Combination Therapy for Refractory HS
Generally, the treatment of refractory HS involves optimizing current treatment or switching treatment strategies. Currently, there is minimal guidance about combining the medications reviewed above. While most of the trials described show that roughly 50% respond, this still leaves many without successful responses. Based on the current understanding of the immunopathogenesis of HS, some have suggested certain combination regimens that could theoretically be safe and effective including JAK inhibitor + IL-17 inhibitor, or TNF-α inhibitor + JAK inhibitor. 154 While there are no formal studies investigating these combinations, 2 case studies exist showing successful treatment of patients with HS and comorbid CD with the combinations of guselkumab + apremilast and adalimumab and ustekinumab.155,156 Combination therapy may represent a novel treatment strategy that has not yet been investigated for moderate-to-severe HS.
Conclusion
This review outlines the available evidence for the pharmacologic treatment of moderate-to-severe HS. As an overview, biologic medications including TNF-α inhibitors, IL-17 inhibitors, IL-1 inhibitors, and IL-12/23 inhibitors as well as oral medications including JAK inhibitors and PDE4 inhibitors have been investigated for use in patients with moderate-to-severe HS. Currently, only adalimumab and secukinumab are approved for this indication. The choice of agent to use largely depends on patient comorbidities and patient preferences. Although the body of evidence for these medications in moderate-to-severe HS is growing, further advocacy work is necessary to increase the number of on-label options to increase access to these treatments.
Footnotes
Acknowledgements
None.
Declaration of Conflicting Interests
The author(s) declared the following potential conflicts of interest with respect to the research, authorship, and/or publication of this article: Nicholas Chiang: The author declares that there is no conflict of interest.

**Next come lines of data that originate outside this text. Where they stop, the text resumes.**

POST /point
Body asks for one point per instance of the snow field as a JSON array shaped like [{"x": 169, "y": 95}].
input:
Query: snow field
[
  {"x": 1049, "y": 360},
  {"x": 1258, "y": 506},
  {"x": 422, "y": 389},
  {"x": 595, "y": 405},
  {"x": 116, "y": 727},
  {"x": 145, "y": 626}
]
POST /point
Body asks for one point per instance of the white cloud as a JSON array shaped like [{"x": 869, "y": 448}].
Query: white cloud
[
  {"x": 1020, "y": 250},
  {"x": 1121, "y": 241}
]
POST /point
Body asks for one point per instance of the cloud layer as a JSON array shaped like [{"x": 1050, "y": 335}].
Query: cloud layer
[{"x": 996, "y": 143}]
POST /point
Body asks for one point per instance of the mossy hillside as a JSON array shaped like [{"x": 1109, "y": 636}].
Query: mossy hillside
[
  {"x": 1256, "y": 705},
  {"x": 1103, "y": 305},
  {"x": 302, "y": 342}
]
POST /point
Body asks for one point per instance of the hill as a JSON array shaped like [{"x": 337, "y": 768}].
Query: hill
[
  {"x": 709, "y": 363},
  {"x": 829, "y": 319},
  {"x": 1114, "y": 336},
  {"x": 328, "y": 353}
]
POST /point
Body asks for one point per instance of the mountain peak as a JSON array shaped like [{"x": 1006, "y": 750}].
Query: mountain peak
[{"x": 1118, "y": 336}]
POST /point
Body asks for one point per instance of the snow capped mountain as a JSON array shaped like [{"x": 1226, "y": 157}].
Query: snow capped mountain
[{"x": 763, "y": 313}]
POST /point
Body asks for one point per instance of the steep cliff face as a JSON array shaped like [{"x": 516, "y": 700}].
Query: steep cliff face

Raed Alhusayen: The author has received honoraria for advisory boards/consultations from the following companies: Abbvie, Bausch Health, Fresenius Kabi, Janssen, Novartis, Pfizer, Sandoz, Sun Pharma, and UCB. The author has received grants from and/or has involvement in clinical trials with the following companies: Abbvie, Bausch Health, Incyte, and Janssen.
Funding
The author(s) received no financial support for the research, authorship, and/or publication of this article.